Meta might have created a new AI monster

🏝 TheTechOasis 🏝

🤖 This Week’s AI Insight 🤖

Nothing in this world is perfect.

ChatGPT, Claude, Bard… all have one thing in common.

They can’t frickin’ scale.

However, Meta (Facebook) is determined to end this with MegaByte, a new Transformer model that could put all the aforementioned models to shame by being capable of handling word counts not in the low thousands like ChatGPT…

But in the millions.

It’s All Fun and Games Until You See the Bill

If you’re an avid user of Generative AI technology like I am, ChatGPT has become a fundamental part of your tech stack.

I speedrun my study of AI research papers with dozens of papers produced every week thanks to the AskYourPDF plugin, I quickly generate awesome headlines that convey the message I want, and I plan my travels to the smallest detail with the Expedia and GetYourGuide plugins.

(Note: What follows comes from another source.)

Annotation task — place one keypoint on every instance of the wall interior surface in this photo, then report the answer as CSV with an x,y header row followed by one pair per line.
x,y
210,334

To me, this is what peak consumer-end technology feels like.

But there’s a problem.

GPT-4 not only sits behind a paywall of $20 but it’s also hard-capped to 25 messages every three hours.

This undeniably affects the user experience and OpenAI knows this, but it is what it is… as OpenAI is spending millions per day in running GPT-4 for us.

This has severely crippled the experience in two ways:

  • Inference (model execution) limits like the one I’ve just mentioned

  • Severely limited sequence lengths

And while one can live with limiting the number of inferences you can run on premium models, the second limitation is a huge problem.

And that’s precisely what Meta’s MegaByte is solving.

The Great Computation Problem

Transformers are some of the most expensive technology to run in the world.

For reference, LLaMa, a 62 billion-parameter model by Meta had a cost of $5 million just in training, alone.

Imagine the costs of training GPT-4, a model that could easily be 10 times larger than that, or more.

And the reason these models are so expensive is due to their sheer size.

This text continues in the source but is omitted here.